そして、Sma-pa TERMINAL-Zに搭載されたキャッシュアウト機能は、2017年4月の銀行法改正により可能となったもので、これまでも、イオンのサービスカウンターや一部レジ、東急電鉄の駅の券売機に導入され注目を集める。銀行のコスト削減策の一環から、病院に設置される銀行ATMの数は減少傾向にある。「キャッシュレス化が進むとはいえ、現金がなくなることはありえません。特に、都市部ではなかなか実感できないことですが、コンビニさえもほとんどない地方においては、本当に便利かつ欠かせない機能になります」と説明する。

■病院職員の働き方改革を加速

20年以上前に医療機関に着目したアルメックス。「当時は、再来受付機や自動精算機は“人減らしの道具”として冷たい視線を浴び、まともに取り合ってはもらえませんでした」と振り返る。「しかし、今はそれとは正反対です。医療現場は深刻な人手不足で、働き方改革が切実かつ大きな課題として突き付けられています」。

顔認証搭載の次世代受付機「Sma-pa TERMINAL」(写真)と次世代型医療費自動精算機「Sma-pa TERMINAL-Z」には、受け付け時にサーモカメラによる熱発検知も行えるため、外来患者の熱発を検知してトリアージを支援、はしかやインフルエンザによる院内感染防止にも寄与する

病院は全国に8,389(政府統計平成30年3月概数。以下同)ある。しかし、自動精算機や受付機が導入されているのは大病院を中心にまだ2割に満たない。さらに、一般診療所(クリニック)が101,860、歯科診療所が68,756ある。

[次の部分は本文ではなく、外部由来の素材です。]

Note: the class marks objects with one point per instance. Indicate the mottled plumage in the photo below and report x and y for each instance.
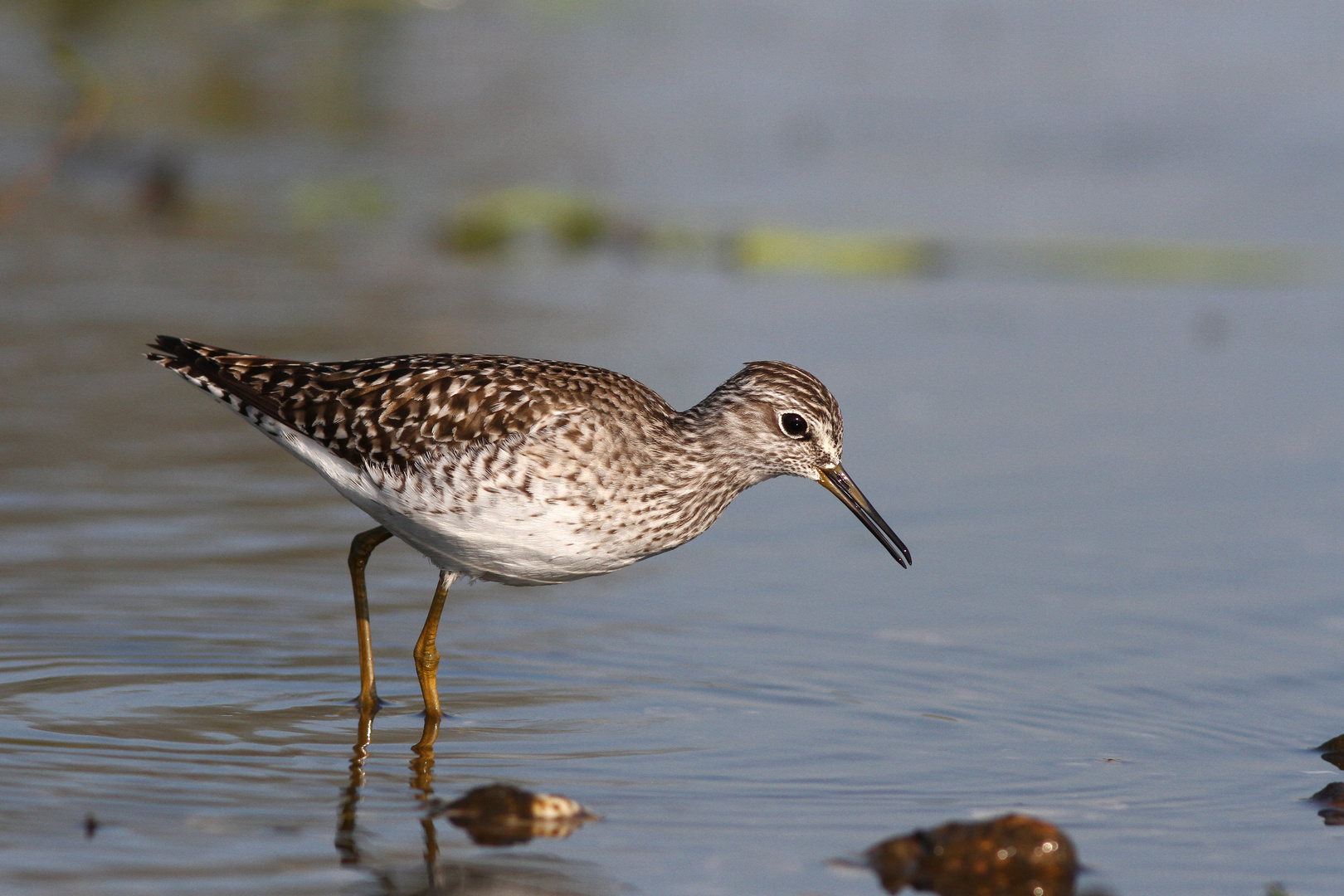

「クリニックや歯科にあわせた安価でスペースを取らない小型のものも開発しており、導入が始まっています。Sma-pa TERMINAL、Sma-pa TERMINAL-Zは、病院の経営向上や人出不足・効率化の課題を解消し、患者にとっては待ち時間などのストレスなく診察を受け、帰路に就くことを可能にするもの。病院経営、病院スタッフ、そして患者さんの“三方良し”を実現できてこそ意味があります」と語る鈴木氏。「今後も新しい技術を活かし、革新的な病院の窓口業務運用とテクノホスポタリティを提供して参ります」と力を込めた。